For me, I have a hard time getting past the simple logic that when somebody punches you, you must punch back. The question has always been whether Iraq was the right enemy. The adminstration has never explained its (real) strategic reason for choosing Iraq. I'm sure they have a strategy, but Americans do not know what it is, and that has always troubled me.

1 comment:

Tom said...

I think Bush has to be vague in his strategy since the enemy is listening. It's a positive that terrorists are coming to Iraq from countries we cannot invade (like Saudi Arabia). It gives us a chance to kill them without going to war against their homeland.

The Buchanans hate globalism as much as the terrorists. Pat doesn't like cheap foriegn labor and the mulims don't like American culture. It's not whether Pat's arguments are right or wrong. We just no longer live in a world where his solutions are possible. The American government knows that it cannot isolate itself, because individual compaines that employ Americans will stay engaged in the world. If the American government ignores the world it will have a big impact on our economy.

Pat's right that it all goes back to World War II, but once we decided to eliminate Hitler, we couldn't return to isolationism. Pat seems to think that we can change that reality now. I doubt our economy would be as strong today if we had stayed isolationist back then. Without rescuing Europe we'd hardly have a market for our products. But we would have avoided Vietnam and most likely 911. That's the trade-off.
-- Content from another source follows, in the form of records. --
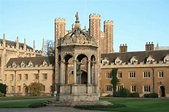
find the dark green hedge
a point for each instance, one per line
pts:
(134, 94)
(151, 95)
(125, 93)
(122, 93)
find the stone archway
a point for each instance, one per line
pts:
(84, 77)
(162, 91)
(25, 90)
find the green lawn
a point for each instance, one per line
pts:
(25, 102)
(22, 98)
(139, 105)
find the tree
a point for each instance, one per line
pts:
(3, 88)
(114, 80)
(35, 89)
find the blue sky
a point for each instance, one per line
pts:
(135, 21)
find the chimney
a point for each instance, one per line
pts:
(149, 46)
(123, 48)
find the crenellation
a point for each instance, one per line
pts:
(94, 16)
(108, 22)
(60, 20)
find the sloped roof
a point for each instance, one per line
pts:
(141, 56)
(13, 43)
(34, 60)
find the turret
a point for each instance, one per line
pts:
(17, 43)
(24, 44)
(4, 41)
(43, 47)
(33, 45)
(108, 38)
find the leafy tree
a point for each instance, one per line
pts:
(123, 92)
(3, 88)
(35, 89)
(114, 80)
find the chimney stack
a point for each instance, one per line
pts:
(123, 48)
(149, 46)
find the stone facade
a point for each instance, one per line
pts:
(81, 48)
(82, 64)
(142, 72)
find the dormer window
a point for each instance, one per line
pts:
(44, 63)
(30, 64)
(166, 58)
(105, 61)
(22, 64)
(14, 64)
(133, 60)
(150, 59)
(118, 60)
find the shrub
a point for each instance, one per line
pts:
(3, 88)
(35, 89)
(122, 93)
(151, 95)
(134, 94)
(2, 94)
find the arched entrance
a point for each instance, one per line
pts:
(162, 91)
(25, 88)
(84, 77)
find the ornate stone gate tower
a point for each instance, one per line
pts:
(77, 57)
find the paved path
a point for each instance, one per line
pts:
(45, 109)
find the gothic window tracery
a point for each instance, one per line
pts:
(30, 64)
(150, 59)
(133, 60)
(14, 64)
(166, 58)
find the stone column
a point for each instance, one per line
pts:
(88, 73)
(95, 73)
(66, 77)
(62, 72)
(74, 71)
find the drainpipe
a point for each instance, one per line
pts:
(153, 80)
(15, 83)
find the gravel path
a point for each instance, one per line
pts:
(45, 109)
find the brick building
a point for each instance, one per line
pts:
(141, 71)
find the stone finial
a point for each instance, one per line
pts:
(33, 45)
(77, 17)
(43, 47)
(24, 44)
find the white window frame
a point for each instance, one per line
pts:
(133, 89)
(146, 74)
(132, 74)
(119, 75)
(147, 89)
(160, 74)
(109, 88)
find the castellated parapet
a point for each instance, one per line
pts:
(94, 16)
(108, 22)
(62, 20)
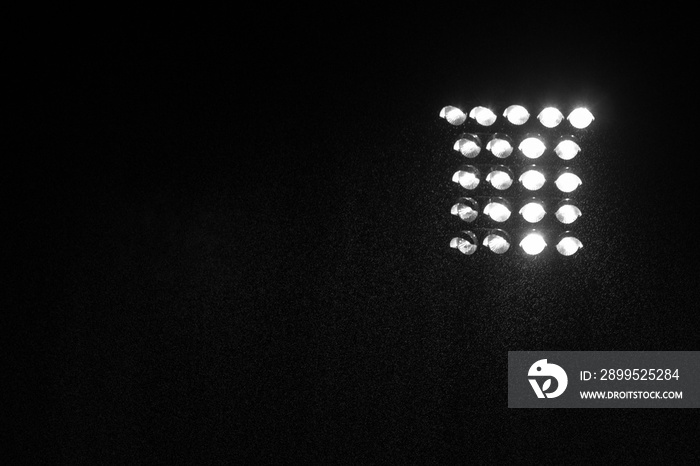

And who knows what would have happened with the Soviet Union. Another peace treaty between Hitler and Stalin may have given the world two enemies of freedom that could have chewed up 75% of the world.

Invading Iraq has brought many positives. The freed Iraqis have had an election and even Khadaffi has given up his weapons. Just like our choices in the early 1940s make it impossible to return to the old ways, the things happening now in the Middle East will forever change politics there. The road will be bumpy and critics will scream, and even if the Bush Administration cannot articulate the arguments for this invasion very well, history will see this as a pivitol moment nonetheless.

I just wish Bush would explain why the working people of this country must continue to service a growing debt to satisfy the pork cravings of every last congressman.